Posts Tagged ‘expat life’

More post-conference thoughts: the Dutch, speaking Dutch, and oh-so-many ideas

I could keep writing and writing about WebSci’11, but I’ll try to hold off from too many posts! A few more observations, slightly more personal:

As someone who recently moved to the Netherlands, I was really impressed by the strong presence of Dutch institutions: my presentation followed talks from TU Delft and the University of Amsterdam, for instance! This was perhaps predictable based on the high proportion of submissions from the Netherlands, but still struck me. My job in Eindhoven isn’t directly affiliated with a WebSci initiative, so when I arrived in this country I had no idea WebSci was so big here.

Besides my predisposition to noticing the Dutch community, another consequence of living in the Netherlands for the last half year concerns my language. I used to have some limited German, such that back in 2005 I could at least order in a restaurant and discuss the cost of goods in a market. It turns out that learning Dutch has basically wiped that clear: I spent much of last week stumbling through a mishmash of half-Dutch, half-German… only to spend my first half-week back in the Netherlands speaking poor German to the locals. Whoops!

On a more work-oriented note, I am absolutely brimming with ideas after the two conferences. My current list includes giving consideration to:

  • a ‘Strange Hypertext Festival’ (as per the Narrative and Hypertext workshop)
  • some geocaching fun
  • some narrative hypertext fun
  • workshops for negative results (this idea was mentioned in both conferences)
  • Interesting Things with Spatial Hypertext

I opened this post with a promise to try and refrain from over-blogging WebSci’11. Cards on the table: I have two more posts to make, one on WebSci curricula and one on industrial-academic collaboration. Watch this space 😉


Settling into life in the Netherlands

I’ve been living in Eindhoven for nearly half a year already, and I’m stunned by how fast the time has flown: I guess I’ve been keeping busy!

Moving to any new town is always a big step, but of course changing country is bigger again. I found that it took me very little time to settle into practical aspects of life in Eindhoven — work, my flat, the supermarket. Of course, community and social aspects take a while longer. When I first arrived, I rather relished the concept of being utterly anonymous in this foreign town: no one knew me or expected anything of me (outside of work!), and that was quite liberating.

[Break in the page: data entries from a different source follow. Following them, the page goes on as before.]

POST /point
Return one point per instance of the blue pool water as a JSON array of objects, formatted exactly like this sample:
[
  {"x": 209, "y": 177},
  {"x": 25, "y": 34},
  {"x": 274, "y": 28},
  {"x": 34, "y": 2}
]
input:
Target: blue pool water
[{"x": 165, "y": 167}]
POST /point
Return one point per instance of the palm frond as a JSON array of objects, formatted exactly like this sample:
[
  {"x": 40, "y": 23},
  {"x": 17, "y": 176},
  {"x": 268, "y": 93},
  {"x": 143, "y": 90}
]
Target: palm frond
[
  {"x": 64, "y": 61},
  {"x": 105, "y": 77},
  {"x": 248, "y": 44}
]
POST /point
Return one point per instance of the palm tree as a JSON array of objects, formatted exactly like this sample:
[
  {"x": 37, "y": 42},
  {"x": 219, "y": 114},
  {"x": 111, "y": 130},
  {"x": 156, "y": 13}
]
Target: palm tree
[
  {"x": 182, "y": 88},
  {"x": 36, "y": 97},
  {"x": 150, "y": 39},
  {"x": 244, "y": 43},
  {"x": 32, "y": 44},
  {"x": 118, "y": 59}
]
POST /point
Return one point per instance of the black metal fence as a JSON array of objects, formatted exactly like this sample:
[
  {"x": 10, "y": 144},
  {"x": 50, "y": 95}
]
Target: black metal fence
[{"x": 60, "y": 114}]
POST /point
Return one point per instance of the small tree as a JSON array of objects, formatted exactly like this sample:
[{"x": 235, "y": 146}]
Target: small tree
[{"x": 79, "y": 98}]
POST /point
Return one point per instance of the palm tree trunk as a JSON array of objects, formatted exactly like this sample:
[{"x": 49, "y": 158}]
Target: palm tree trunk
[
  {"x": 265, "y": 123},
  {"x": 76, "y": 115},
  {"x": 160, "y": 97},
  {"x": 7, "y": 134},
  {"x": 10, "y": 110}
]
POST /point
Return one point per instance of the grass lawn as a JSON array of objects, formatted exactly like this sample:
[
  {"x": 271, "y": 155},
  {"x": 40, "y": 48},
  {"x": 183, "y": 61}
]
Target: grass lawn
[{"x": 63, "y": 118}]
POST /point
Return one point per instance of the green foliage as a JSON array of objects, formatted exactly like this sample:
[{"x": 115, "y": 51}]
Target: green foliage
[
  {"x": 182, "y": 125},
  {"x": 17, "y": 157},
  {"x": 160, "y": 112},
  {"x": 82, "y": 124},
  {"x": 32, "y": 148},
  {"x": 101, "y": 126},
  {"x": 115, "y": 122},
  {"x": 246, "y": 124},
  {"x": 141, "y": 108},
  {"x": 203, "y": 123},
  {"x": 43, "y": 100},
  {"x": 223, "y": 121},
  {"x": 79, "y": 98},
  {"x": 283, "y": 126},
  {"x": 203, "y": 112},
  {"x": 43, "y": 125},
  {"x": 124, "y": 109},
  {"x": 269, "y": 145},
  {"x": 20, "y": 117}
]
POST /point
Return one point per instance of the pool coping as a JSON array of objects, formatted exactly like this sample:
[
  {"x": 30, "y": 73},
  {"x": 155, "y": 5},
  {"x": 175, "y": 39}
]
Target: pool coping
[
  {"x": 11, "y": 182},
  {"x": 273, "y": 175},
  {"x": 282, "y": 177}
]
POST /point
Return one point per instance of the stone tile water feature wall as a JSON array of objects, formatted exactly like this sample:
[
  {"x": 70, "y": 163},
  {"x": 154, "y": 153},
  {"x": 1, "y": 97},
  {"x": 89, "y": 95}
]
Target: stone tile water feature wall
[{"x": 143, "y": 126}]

Had the situation stayed thus, I’m sure the joy of solitude would have turned into the emptiness of loneliness. But it didn’t, of course. I’ve found various friendship groups — obvious ones include colleagues, neighbours and expats, but I’ve also met people through my Dutch lessons, regular swims and a meditation group.

Nowadays, my time outside of work fills up easily. Weekends in particular get booked up very far in advance (it’s too easy to host visitors or explore interesting new cities). As a consequence, I’ve been appreciating my quiet evenings, when they do happen, very much indeed.